Cuba has just announced a gradual border reopening, deeming it an appropriate time after “the proved effectiveness of the vaccination campaign”, stating that the progress made suggests that 90% of the population will be fully vaccinated by November.
The Ministry of Tourism reported that “health protocols will be made more flexible upon the arrival of travelers, focusing on monitoring symptomatic patients and temperature checks. In addition, diagnostic tests will be carried out at random, PCR will not be required upon arrival, and vaccination certificates will be allowed.”
The reopening of the tourist market following the travel restrictions imposed since the beginning of the pandemic is set for November 15. Since January, flights from the United States, Mexico, Panama, the Bahamas, Haiti, the Dominican Republic, and Colombia have been reduced to a minimum. Meanwhile, domestic tourism will gradually resume based on epidemiological indicators of each region.

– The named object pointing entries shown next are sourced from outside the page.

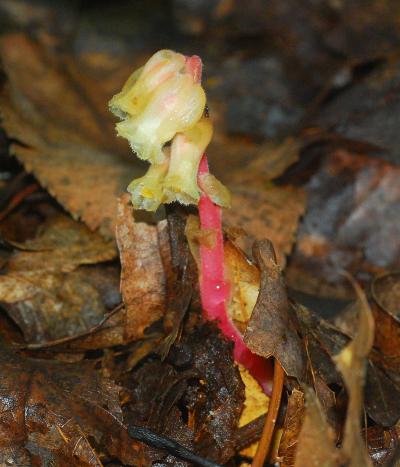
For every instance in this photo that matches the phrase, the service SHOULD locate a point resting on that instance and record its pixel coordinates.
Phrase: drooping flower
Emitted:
(158, 101)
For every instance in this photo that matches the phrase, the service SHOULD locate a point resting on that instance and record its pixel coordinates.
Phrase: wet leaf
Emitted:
(181, 274)
(316, 442)
(58, 413)
(351, 362)
(258, 210)
(291, 429)
(347, 198)
(382, 444)
(271, 329)
(143, 282)
(51, 291)
(199, 377)
(255, 405)
(367, 111)
(69, 147)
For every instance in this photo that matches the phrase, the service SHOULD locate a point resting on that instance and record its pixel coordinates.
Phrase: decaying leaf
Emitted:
(143, 282)
(61, 134)
(256, 404)
(57, 413)
(271, 329)
(291, 429)
(244, 278)
(258, 210)
(316, 442)
(351, 362)
(383, 445)
(367, 111)
(348, 197)
(386, 294)
(181, 274)
(50, 288)
(323, 341)
(200, 376)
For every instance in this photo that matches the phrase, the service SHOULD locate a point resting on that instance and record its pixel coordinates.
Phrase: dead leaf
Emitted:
(271, 329)
(348, 197)
(382, 444)
(386, 294)
(143, 281)
(57, 413)
(271, 212)
(291, 429)
(244, 278)
(67, 144)
(351, 362)
(316, 442)
(51, 291)
(256, 404)
(199, 377)
(61, 245)
(359, 111)
(181, 274)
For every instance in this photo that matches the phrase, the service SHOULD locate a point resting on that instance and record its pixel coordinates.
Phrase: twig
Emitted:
(266, 437)
(64, 340)
(172, 447)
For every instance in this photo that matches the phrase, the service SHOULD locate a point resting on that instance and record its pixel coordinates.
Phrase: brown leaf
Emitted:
(58, 413)
(49, 294)
(181, 274)
(386, 294)
(271, 329)
(338, 231)
(61, 245)
(351, 362)
(199, 377)
(316, 442)
(323, 341)
(62, 136)
(266, 212)
(143, 282)
(382, 444)
(291, 429)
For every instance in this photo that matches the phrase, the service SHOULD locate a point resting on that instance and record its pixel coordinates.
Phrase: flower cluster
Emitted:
(161, 107)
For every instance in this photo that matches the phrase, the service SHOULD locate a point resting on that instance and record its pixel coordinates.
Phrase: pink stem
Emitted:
(214, 290)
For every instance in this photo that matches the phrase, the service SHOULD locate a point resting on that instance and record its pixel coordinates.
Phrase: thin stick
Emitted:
(266, 437)
(64, 340)
(172, 447)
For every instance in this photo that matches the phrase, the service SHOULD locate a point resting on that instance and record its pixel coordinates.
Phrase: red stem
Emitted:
(214, 290)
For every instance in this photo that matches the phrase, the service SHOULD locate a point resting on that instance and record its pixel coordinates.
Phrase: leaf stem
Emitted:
(270, 422)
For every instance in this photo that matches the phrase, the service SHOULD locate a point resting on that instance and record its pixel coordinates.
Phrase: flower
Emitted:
(164, 102)
(157, 102)
(186, 150)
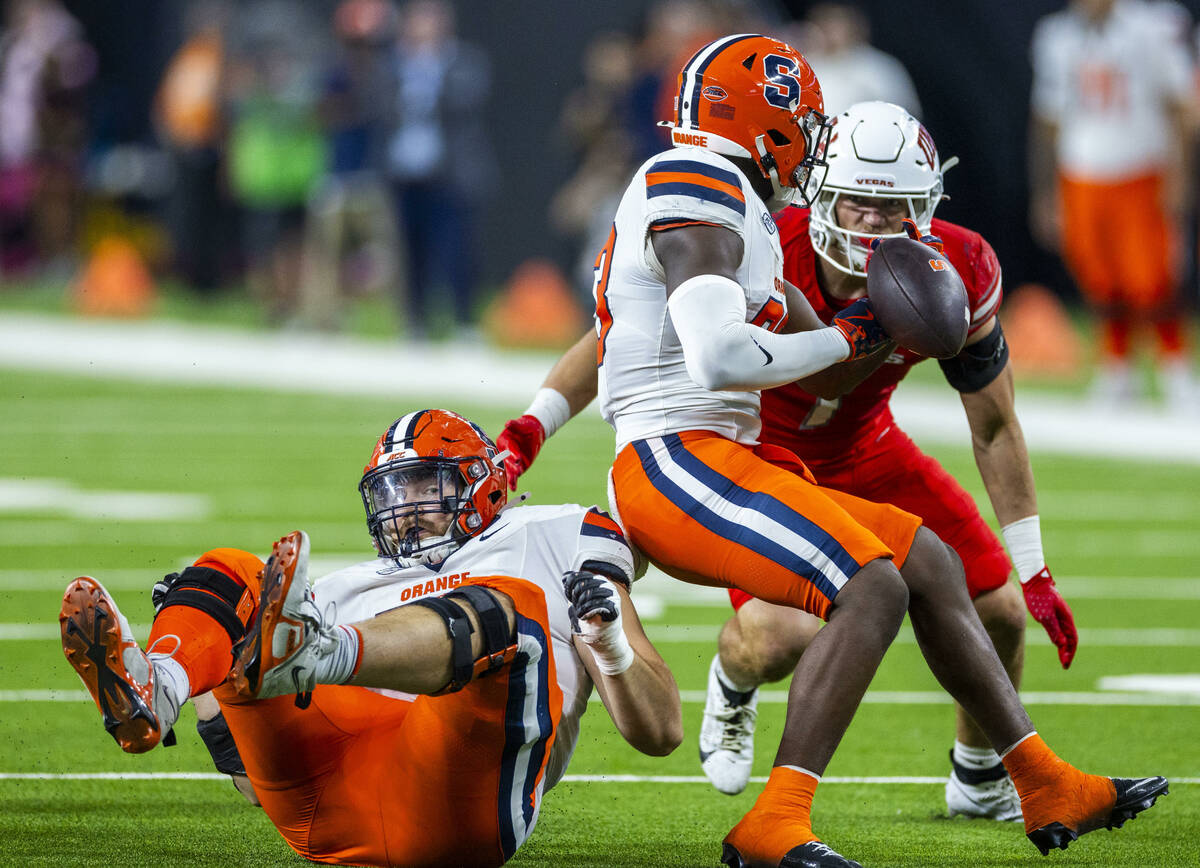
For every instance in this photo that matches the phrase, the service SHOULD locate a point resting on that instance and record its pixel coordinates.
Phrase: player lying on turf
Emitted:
(694, 319)
(498, 622)
(883, 168)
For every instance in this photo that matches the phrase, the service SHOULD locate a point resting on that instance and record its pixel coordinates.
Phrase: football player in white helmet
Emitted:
(880, 157)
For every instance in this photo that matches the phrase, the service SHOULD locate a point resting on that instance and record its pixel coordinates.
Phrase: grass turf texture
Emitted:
(271, 462)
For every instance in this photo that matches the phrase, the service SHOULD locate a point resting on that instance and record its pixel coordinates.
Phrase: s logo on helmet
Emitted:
(785, 88)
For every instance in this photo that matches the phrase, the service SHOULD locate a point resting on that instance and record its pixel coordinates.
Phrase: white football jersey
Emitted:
(1108, 85)
(533, 543)
(645, 385)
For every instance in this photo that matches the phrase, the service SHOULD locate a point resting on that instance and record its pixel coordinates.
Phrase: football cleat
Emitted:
(811, 855)
(987, 794)
(97, 641)
(726, 735)
(1133, 796)
(289, 634)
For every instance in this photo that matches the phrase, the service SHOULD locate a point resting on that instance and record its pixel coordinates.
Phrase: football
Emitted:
(918, 298)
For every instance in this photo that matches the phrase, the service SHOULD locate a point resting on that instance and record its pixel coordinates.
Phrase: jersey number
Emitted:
(600, 291)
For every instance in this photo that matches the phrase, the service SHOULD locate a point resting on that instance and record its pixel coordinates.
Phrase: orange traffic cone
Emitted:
(1042, 340)
(114, 282)
(534, 310)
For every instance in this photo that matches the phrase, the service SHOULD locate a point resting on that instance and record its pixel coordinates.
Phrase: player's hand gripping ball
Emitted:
(918, 297)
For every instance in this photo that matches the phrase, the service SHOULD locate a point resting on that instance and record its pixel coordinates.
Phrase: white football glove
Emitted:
(595, 618)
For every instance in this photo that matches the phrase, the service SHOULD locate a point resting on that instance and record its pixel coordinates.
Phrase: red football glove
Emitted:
(522, 437)
(862, 330)
(1050, 610)
(934, 241)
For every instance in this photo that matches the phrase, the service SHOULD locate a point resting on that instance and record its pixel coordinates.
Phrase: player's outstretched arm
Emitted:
(568, 388)
(633, 680)
(984, 378)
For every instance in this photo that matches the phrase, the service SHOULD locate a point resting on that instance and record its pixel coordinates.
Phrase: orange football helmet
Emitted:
(754, 96)
(432, 483)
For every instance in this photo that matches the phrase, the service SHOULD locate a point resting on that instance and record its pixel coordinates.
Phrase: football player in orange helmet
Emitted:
(432, 483)
(467, 650)
(756, 101)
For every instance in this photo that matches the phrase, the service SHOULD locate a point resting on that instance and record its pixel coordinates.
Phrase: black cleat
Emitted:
(811, 855)
(1134, 795)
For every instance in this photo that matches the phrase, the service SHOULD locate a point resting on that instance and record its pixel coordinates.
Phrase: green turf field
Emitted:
(81, 459)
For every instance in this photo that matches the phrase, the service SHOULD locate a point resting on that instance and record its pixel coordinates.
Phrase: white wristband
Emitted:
(550, 407)
(611, 648)
(1024, 542)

As confirmed by the Cuban Directory, the Cuban Airport and Services Company (ECASA) is preparing for the border reopening by improving conditions to increase commercial flights to and from Cuba.
According to data submitted by Aviacionline through CIRIUM, flights in Cuba will go from 930 in October, to 1,345 in November, and 2,077 in December. This shows a significant increase in flights for the last months of 2021, and a clear contrast compared to March, which went from having 1,300 to 400 flights after the restrictions, affecting mainly American Airlines, Jet Blue, Southwest Airlines, Viva Aerobus, Aeromar and Copa Airlines.
The strategy of the authorities to boost the tourism industry and business sector was also revealed by a recent report of the National Statistics Office of Cuba (ONEI). Their semi-annual investment report on Cuba shows how the Government favors business services, real estate and rental activities (which include tourism), over other sectors, such as public health and education.
Business services, real estate and rental received 45.5% of the total investment compared to 3.1% for agriculture, 0.8% on public health and 0.6% for science and innovation.
The accumulated data in Cuba from January to June 2021 shows that in “business services, real estate and rental (which include tourism)” investment was 56.8 times greater than in health and 14.5 higher than in the agricultural industry.
In the middle of the pandemic, with hotels empty due to the lack of tourists, overcrowded hospitals, shortage of medicines, medical supplies and food, the Government has opted for the construction of new tourist facilities and the expansion of other ones.